The joint PhD program in Architecture and Landscape Architecture in the College of Fine and Applied Arts at the University of Illinois Urbana Champaign is seeking applicants to pursue study of architectural history. With a host of new faculty joining us in the past two years, we have new energy and a core of expertise in Heritage Studies and Preservation, construction history, and architecture of the Americas. You will find a creative and close-knit group of graduate students in our master’s and PhD programs and opportunities to collaborate across the university through the Humanities Research Institute, the Unit for Criticism and Interpretive Theory, traveling studios, and many other resources across campus. The reinvigorated graduate minor in Heritage Studies and Preservation offers an interdisciplinary exploration of issues related to cultural heritage and the built environment and offers hands-on projects that prepare our students for a wide variety of careers in history and preservation.

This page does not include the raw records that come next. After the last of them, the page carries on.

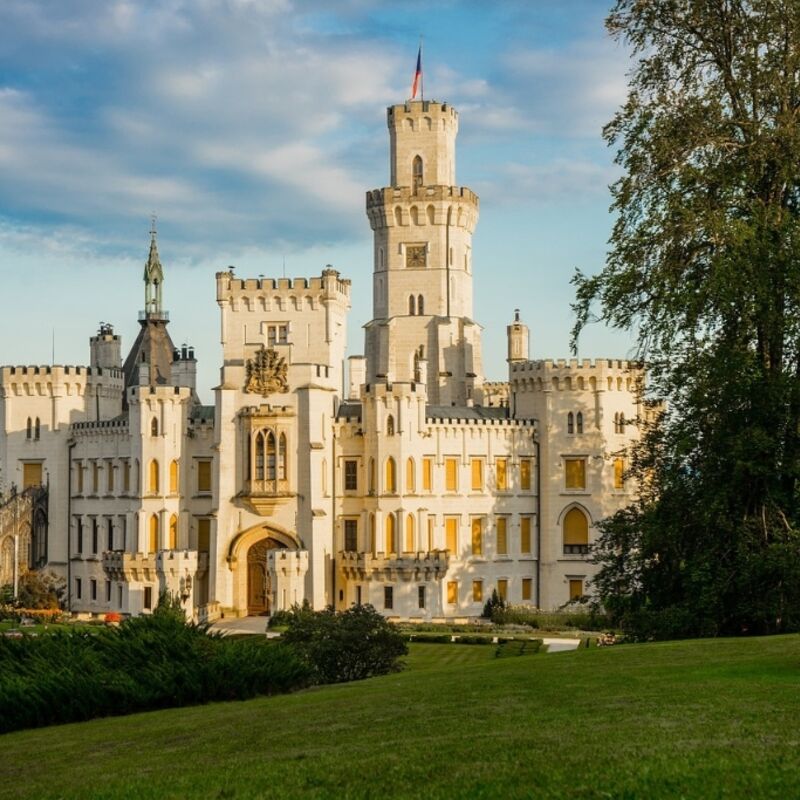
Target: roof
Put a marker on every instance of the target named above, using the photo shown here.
(202, 414)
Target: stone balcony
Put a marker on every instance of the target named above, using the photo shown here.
(147, 567)
(418, 566)
(265, 495)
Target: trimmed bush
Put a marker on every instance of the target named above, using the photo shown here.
(148, 662)
(345, 646)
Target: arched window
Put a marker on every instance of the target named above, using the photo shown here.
(576, 532)
(153, 477)
(416, 170)
(259, 465)
(173, 532)
(619, 473)
(410, 476)
(391, 534)
(391, 476)
(409, 548)
(153, 543)
(270, 456)
(282, 457)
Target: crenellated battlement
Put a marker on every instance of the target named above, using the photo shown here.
(455, 206)
(288, 292)
(116, 425)
(422, 114)
(388, 195)
(573, 374)
(46, 380)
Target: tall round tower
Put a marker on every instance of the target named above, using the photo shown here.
(422, 280)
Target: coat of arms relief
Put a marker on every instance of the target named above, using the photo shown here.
(266, 373)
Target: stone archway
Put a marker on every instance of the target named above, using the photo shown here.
(259, 590)
(247, 560)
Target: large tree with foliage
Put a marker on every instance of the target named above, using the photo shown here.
(704, 265)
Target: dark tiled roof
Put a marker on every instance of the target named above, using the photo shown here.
(349, 410)
(202, 414)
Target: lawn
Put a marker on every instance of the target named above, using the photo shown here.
(681, 719)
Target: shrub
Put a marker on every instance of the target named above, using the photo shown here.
(345, 646)
(494, 604)
(148, 662)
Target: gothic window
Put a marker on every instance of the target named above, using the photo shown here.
(153, 543)
(576, 532)
(259, 456)
(282, 457)
(173, 532)
(270, 456)
(391, 476)
(409, 548)
(154, 482)
(391, 534)
(417, 172)
(619, 473)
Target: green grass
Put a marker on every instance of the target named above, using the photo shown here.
(679, 719)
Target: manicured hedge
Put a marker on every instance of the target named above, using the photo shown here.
(147, 662)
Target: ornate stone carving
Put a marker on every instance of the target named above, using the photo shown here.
(266, 373)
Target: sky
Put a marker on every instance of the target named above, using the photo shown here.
(253, 129)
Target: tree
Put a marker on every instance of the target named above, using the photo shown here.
(704, 265)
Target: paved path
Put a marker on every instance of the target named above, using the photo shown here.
(258, 625)
(561, 645)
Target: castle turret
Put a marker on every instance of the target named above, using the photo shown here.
(518, 338)
(105, 348)
(422, 284)
(153, 347)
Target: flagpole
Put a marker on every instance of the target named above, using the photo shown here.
(422, 73)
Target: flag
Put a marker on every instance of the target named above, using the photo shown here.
(417, 74)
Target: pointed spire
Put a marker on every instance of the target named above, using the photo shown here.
(153, 275)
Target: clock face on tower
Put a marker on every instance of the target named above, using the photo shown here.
(416, 255)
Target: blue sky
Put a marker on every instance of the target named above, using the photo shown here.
(253, 128)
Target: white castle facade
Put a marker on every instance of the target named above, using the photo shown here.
(399, 478)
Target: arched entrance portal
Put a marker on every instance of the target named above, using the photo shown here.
(259, 590)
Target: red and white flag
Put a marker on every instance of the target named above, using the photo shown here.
(415, 84)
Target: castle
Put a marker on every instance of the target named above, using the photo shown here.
(398, 478)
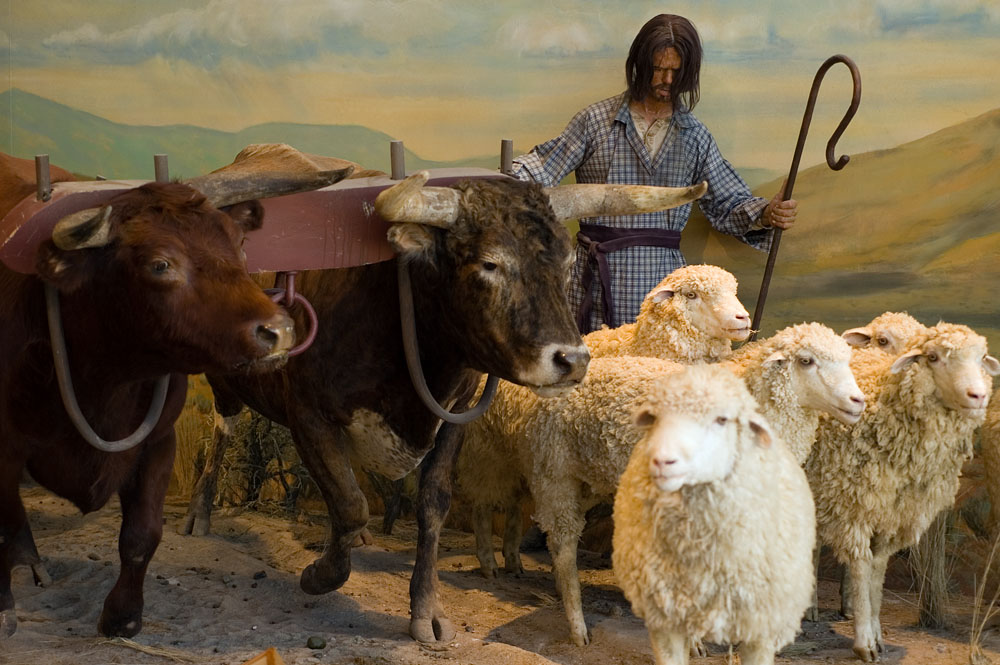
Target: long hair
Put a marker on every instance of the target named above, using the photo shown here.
(658, 33)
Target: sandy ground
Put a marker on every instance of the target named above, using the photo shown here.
(227, 597)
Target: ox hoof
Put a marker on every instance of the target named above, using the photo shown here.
(118, 626)
(432, 629)
(315, 581)
(8, 623)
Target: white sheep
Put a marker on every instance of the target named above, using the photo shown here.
(714, 525)
(888, 332)
(878, 484)
(693, 315)
(797, 374)
(568, 452)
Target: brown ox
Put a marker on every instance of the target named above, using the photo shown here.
(150, 285)
(488, 288)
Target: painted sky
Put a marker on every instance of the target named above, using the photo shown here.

Our alumni hold positions of leadership in esteemed firms specializing in cultural and built heritage, in federal agencies like the U.S. National Park Service, and in academic faculty positions in design schools around the world.
We have substantial funding to fully support two new students for five years of study through the Laing Fellowship (renewable each year) as well as teaching assistantships, internships, and support for research and conference travel. Applications are due January 15, 2025. Online applications are accepted here https://arch.illinois.edu/programs-applying/ph-d/
For questions, please contact Tait Johnson, Chair of the PhD program (trjhnsn2@illinois.edu) or Kathryn Holliday, Coordinator of History + Theory + Preservation in the School of Architecture, and Chair of the graduate minor in Heritage Studies and Preservation (keh202@illinois.edu)
The School of Architecture at the University of Illinois is the oldest public architecture program in the U.S., and presented the first architecture diploma in the U.S. to Nathan Ricker in 1873, and the first diploma to a woman graduate of an architecture program in the U.S. to Mary Louisa Page in 1879.